Vai ver seu coração já não consegue mais administrar os 10 dias de festejos que rendem homenagens a São Sebastião, nas comemorações que se repetem a cada mês de janeiro, no pequeno município de Japi, no Rio Grande do Norte. Da mesma forma, seu coração já não deve mais tolerar tanto barulho de fogos de artifício – que ele insiste em soltar nessas ocasiões festivas.
Talvez, ainda, seu coração não seja tão corajoso quanto seu proprietário, que prossegue guiando sua moto a despeito do trânsito cada vez mais maluco daquela pequena cidade do sertão. Um município onde há centenas de motociclistas, muitos deles com 14, 13, 12 anos… Todos disputando espaço pelas mesmas ruas desprovidas de regras de tráfego. Tio Arnaldo simplesmente ignora esses problemas e segue altivo, conduzindo sua moto devagar, como se perseguisse um vento que nunca vem…

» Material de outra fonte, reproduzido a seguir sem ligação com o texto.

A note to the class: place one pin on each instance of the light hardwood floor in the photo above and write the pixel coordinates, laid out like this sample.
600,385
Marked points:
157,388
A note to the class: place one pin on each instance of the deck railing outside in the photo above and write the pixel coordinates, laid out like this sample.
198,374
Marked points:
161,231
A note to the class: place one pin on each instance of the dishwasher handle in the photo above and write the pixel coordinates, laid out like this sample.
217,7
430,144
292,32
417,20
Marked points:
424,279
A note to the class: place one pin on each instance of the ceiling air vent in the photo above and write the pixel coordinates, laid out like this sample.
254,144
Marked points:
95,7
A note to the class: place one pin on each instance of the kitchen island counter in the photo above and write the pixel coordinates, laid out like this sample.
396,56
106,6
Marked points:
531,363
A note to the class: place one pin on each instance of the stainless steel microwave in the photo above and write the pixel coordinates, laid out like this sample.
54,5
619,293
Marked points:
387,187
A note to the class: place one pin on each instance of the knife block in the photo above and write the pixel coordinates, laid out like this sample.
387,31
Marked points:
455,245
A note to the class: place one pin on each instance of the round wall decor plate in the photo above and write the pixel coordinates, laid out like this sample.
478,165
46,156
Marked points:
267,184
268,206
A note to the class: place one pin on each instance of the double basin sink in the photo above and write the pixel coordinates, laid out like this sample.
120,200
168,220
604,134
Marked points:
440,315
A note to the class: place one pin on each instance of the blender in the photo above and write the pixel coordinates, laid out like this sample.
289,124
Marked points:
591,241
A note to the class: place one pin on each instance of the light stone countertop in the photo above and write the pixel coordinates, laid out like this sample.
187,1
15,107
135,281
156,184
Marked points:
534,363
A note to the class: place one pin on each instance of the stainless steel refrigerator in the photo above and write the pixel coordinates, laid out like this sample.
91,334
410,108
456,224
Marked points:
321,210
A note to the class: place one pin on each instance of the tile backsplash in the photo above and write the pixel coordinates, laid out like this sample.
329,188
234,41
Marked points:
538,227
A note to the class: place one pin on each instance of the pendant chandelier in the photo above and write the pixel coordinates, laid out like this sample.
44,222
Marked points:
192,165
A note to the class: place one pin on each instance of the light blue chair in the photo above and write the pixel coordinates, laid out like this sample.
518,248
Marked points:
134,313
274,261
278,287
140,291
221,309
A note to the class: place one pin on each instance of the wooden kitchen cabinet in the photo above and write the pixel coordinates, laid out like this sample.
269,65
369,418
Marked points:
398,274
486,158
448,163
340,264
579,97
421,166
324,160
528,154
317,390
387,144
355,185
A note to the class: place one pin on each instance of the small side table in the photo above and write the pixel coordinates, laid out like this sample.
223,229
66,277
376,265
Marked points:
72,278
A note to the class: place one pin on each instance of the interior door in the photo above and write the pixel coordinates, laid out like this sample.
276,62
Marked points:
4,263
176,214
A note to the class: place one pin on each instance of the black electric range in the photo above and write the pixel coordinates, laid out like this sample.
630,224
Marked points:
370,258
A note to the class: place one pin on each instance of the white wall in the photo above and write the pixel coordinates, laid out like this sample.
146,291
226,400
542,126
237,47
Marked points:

É provável que esse mesmo coração esteja solicitando a Tio Arnaldo um tiquinho mais de descanso nos dias de Carnaval, quando seu portador, seguindo a tradição familiar, se veste de Papa-Angu – personagem folclórico do sertão – para fazer a alegria da molecada da praça central. Não poderia ser diferente uma vez que tio Arnaldo é herdeiro genuíno do meu velho avô Pedro Horácio. Padeiro, eletricista e faz-tudo que, nas horas vagas, também se dedicava a forrós, motos, caçadas, festas e carnavais.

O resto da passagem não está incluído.